Abstract:
The most common analysis used for binary data is generalised linear model (GLM) with either
a binomial or bernoulli distribution using either a logit, probit, complementary log-log
or other type of link functions. However, such analyses violate the independence assumption
if the binary data are measured repeatedly over time at the same subject or site. Failure to
take into account the correlation can lead to incorrect estimation of regression parameters
and the estimates are less efficient, particularly when the correlations are large. Therefore,
to obtain the most efficient estimates that are also unbiased the methods that incorporate
correlations (McCullagh and Nelder, 1989) should be used. Two of the statistical methodologies
that can be used to account for this correlation for the longitudinal data are the
generalized linear mixed models (GLMMs) and generalized estimating equation (GEE).

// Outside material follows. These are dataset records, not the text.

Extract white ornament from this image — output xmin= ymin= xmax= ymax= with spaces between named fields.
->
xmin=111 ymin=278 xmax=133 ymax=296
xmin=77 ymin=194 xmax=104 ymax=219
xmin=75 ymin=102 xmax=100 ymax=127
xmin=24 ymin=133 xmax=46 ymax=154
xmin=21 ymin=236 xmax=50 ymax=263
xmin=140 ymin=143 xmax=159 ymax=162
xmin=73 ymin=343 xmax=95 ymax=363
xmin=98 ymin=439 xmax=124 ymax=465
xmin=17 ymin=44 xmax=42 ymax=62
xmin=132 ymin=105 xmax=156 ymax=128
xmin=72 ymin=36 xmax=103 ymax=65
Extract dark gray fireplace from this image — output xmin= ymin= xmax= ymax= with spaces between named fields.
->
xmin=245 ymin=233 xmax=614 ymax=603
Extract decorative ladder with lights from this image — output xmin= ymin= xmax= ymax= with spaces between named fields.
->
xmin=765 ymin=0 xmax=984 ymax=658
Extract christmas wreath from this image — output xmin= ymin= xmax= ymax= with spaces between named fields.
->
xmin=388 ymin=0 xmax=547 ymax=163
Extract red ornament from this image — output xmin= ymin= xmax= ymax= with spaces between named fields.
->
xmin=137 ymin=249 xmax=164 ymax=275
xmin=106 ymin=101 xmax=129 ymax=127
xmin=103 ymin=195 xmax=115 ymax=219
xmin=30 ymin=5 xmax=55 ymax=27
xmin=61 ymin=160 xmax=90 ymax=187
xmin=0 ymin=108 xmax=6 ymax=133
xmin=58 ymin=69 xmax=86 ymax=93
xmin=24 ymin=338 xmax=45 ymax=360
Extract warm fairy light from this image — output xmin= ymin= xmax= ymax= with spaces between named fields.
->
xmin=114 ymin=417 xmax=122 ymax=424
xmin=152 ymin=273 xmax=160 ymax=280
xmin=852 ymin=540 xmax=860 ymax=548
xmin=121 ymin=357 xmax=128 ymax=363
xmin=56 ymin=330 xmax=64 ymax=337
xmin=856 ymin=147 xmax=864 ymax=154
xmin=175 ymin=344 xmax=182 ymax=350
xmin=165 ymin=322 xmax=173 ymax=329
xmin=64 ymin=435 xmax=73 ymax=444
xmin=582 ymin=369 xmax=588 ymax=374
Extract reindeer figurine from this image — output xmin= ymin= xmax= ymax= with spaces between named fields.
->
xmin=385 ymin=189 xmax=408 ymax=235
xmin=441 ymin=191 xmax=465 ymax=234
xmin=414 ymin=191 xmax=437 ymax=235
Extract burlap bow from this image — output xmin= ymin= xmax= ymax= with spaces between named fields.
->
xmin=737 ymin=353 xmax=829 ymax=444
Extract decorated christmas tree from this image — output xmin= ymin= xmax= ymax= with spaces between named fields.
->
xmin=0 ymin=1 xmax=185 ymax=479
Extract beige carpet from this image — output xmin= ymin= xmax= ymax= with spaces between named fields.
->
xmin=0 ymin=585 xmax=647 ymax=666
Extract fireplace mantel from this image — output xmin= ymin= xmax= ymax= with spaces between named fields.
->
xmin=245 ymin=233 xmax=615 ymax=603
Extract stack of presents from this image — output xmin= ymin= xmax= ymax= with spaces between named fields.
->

The GLMM method is based on extending the fixed effects GLM to include random effects
and covariance patterns. Unlike the GLM and GLMM methods, the GEE method is based
on the quasi-likelihood theory and no assumption is made about the distribution of response
observations (Liang and Zeger, 1986). The main objective of the study is to investigate the
statistical properties and limitations of these three approaches, i.e. GLM, GLMMs and GEE
for analyzing longitudinal data through use of a binary data from an entomology study. The
results reaffirms the point made by these authors that misspecification of working correlation
in GEE approach would still give consistent regression parameter estimates. Further, the
results of this study suggest that even with small correlation, ignoring a random effects in
a binary model can lead to inconsistent estimation.